An experimental study was conducted to generate random topologies with prescribed numbers of connected components by applying DSCRG only. With n = {1000, 2000, 3000, 4000, 5000}, <k> = {2, 3, 4, 5, 6, 7, 8, 9, 10} and c = {1, 3, 5, 7, 9}, 225 (n×<kc) kinds of different random graphs were generated. The execution times are shown in Fig. 4. All the random graphs can be generated within 2 seconds. The execution time increases linearly with the graph size. The average degrees are shown in Fig. 5. We observe that the obtained average degrees are the same as the given value of <k> for any c and n.

Fig. 4
figure 4

Execution times of generated random graphs with prescribed numbers of connected components

Fig. 5
figure 5

Average degrees of generated random graphs with prescribed numbers of connected components

5 Conclusion

Numerous studies on power systems call for the generation of random graphs. In order to substitute generated random graphs for realistic power grid topologies in simulations, we have studied several existing random graph generation algorithms and pointed out their shortcomings clearly. To effectively model power grid topologies, we have presented a novel algorithm named “dual-stage constructed random graph”. In the first stage, a spanning tree with a given number of nodes is randomly constructed; in the second stage, the spanning tree is expanded to the required random graph by arbitrarily adding a certain number of lines to it. To simulate power grid topologies under fault conditions, the algorithm has been generalized to generate random graphs with prescribed numbers (one or multiple) of connected components. By empirical comparisons, it has been proved that:

  1. 1)

    When the number of connected components is prescribed to be one, the proposed DSCRG can guarantee the connectivity of the generated random graph.
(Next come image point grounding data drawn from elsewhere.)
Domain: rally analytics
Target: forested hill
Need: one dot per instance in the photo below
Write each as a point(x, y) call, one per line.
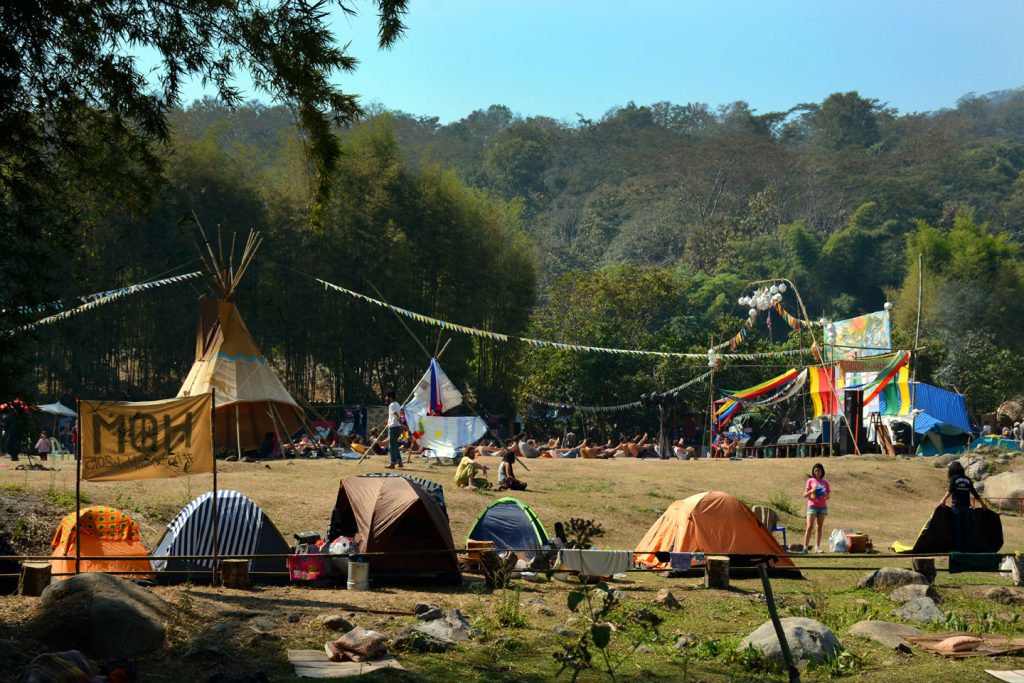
point(676, 183)
point(636, 230)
Unlike the existing algorithms, there is no need to check connectivity repeatedly.

  2. 2)

    The number of lines in the generated random graph by DSCRG can be precisely controlled to ensure that there is no difference between the obtained and the realistic average degrees.

  3. 3)

    Similar node degree distributions to real-world power grid topologies have been obtained by DSCRG.

  4. 4)

    Random graphs with a prescribed number of connected components can be generated by DSCRG within a shorter time frame than existing algorithms.

In general, the proposed DSCRG is a preferable algorithm that is capable of quickly generating a large number of sparse random graphs with prescribed numbers of connected components and the appropriate degree distribution to substitute for real-world power grid topologies.